Rut roh…Sour gas eating Kashagan oil profits
From http://news.yahoo.com/insight-sour-gas- ... nance.html I particularly like the part where they say: "Every corrosion engineer would have looked at that design and, hand on heart, have said it should be fine”. I wonder if those engineers went to the same uni as the ones on the Macondo well as well as the ones that designed the biggest refinery upgrade in US history at the Motiva plant in Port Arthur, Texas, which had to be shut down due to pipe corrosion as soon as they tried to start it up?
Reuters – “A pipeline inspection robot is set to join efforts to discover why the biggest new oilfield in decades is crippled and whether materials, construction methods, a design fault or all three are at the root of the problem. Its arrival at the Kashagan project on the Caspian Sea this week comes after the field's trouble-strewn 13-year, journey towards commercial production took another twist in September as it delivered its first oil but began leaking toxic gas from a processing pipeline. After costing nearly $50 billion, mostly paid by some of the world's top oil companies, Kashagan may now be delayed until 2015, jeopardizing a forecast budget boost for Kazakhstan of $28 billion - about a third - between 2014 and 2016.
Even at modest early rates of production, every day it sits idle costs millions of dollars in lost oil revenue. Industry jokers have nicknamed it 'Cash-All-Gone'. The robot or "intelligent pig" - device was dispatched this week, according to an industry source, to take part in an investigation officials said would last into December at the field, named after Kazakh poet-singer Kashagan Kurzhimanuly. The oil extraction structure has been built on artificial islands about 70 km (40 miles) off the coast in the remote and environmentally hostile northern Caspian Sea, which means fixing the problem may take months.

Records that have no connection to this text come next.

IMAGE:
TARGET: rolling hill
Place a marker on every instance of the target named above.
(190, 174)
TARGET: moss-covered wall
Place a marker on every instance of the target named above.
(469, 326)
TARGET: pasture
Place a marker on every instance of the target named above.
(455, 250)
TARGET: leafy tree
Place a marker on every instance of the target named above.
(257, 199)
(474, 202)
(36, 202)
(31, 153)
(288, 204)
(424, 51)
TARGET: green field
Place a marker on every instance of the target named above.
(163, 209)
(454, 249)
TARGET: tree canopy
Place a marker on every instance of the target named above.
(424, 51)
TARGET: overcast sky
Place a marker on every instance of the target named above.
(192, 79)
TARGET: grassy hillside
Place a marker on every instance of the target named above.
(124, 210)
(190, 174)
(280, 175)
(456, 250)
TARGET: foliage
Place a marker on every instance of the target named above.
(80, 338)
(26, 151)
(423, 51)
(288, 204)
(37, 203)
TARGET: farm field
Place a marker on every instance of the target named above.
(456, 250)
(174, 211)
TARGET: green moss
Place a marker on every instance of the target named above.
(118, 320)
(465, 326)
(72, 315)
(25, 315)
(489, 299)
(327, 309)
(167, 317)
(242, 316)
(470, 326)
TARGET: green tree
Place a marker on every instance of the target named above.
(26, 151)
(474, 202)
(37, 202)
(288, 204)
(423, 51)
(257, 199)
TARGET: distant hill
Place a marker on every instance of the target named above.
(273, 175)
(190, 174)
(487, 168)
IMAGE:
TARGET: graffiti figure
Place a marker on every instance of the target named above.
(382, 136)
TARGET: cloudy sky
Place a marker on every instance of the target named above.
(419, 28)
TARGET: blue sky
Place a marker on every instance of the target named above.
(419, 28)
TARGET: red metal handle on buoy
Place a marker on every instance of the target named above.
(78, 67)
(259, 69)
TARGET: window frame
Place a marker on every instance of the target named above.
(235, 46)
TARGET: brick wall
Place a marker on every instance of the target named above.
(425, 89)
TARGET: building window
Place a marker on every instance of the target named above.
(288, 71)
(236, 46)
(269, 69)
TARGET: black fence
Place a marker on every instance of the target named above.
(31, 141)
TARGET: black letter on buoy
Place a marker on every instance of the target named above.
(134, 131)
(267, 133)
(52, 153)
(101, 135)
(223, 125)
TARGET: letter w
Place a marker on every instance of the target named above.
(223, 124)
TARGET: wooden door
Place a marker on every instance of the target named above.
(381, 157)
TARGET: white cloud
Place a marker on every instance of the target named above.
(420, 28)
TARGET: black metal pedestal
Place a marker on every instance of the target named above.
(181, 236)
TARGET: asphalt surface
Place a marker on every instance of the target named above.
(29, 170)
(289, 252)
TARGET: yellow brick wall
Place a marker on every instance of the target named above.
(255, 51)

The Central Asian former Soviet state hopes the field will produce 1.66 million barrels a day at its peak, double the national oil output of 2012, and equivalent to the entire production of resource-rich Angola. But the location, high reservoir pressure, and other challenges such as high levels of corrosive and poisonous hydrogen sulphide associated with the crude oil have proved to be major difficulties.
The project is years late and billions of dollars over budget already. With output at just 70,000 barrels a day, it sprang leaks in a pipeline carrying the associated gas to an onshore processing plant. According to a senior executive at a large oil company with knowledge of the site, the leaks were most likely caused when the hydrogen sulphide - known in the industry as sour gas - ate through the pipeline. This could be because the metallurgy of the pipes has turned out to be wrong for the conditions, while welds could also be part of the problem, he said.
Some in the industry say the pipes might have deteriorated after being left in the open for an extended period during the long delays the project has experienced, making them more vulnerable to attack from the sour gas. Others rejected this explanation, saying the pipes are designed for just such exposure.
Doubt was also thrown on whether the welds could be the trouble. Unlike the reservoir itself, which is at very high pressure, the gas that comes off the crude as it reaches the surface is carried at low pressure to the processing plant. Whatever the cause, a shutdown for a leak just two weeks after startup on September 11 was followed by a second leak and interruption in October, backing the view expressed by the head of one project partner Total this week when he said: "It's more than just repairing pipes." Smith, the managing director of Wood Group's asset integrity division also said that from what she knows of the project, it used the right specifications for the job. "Every corrosion engineer would have looked at that design and, hand on heart, have said it should be fine," she said.”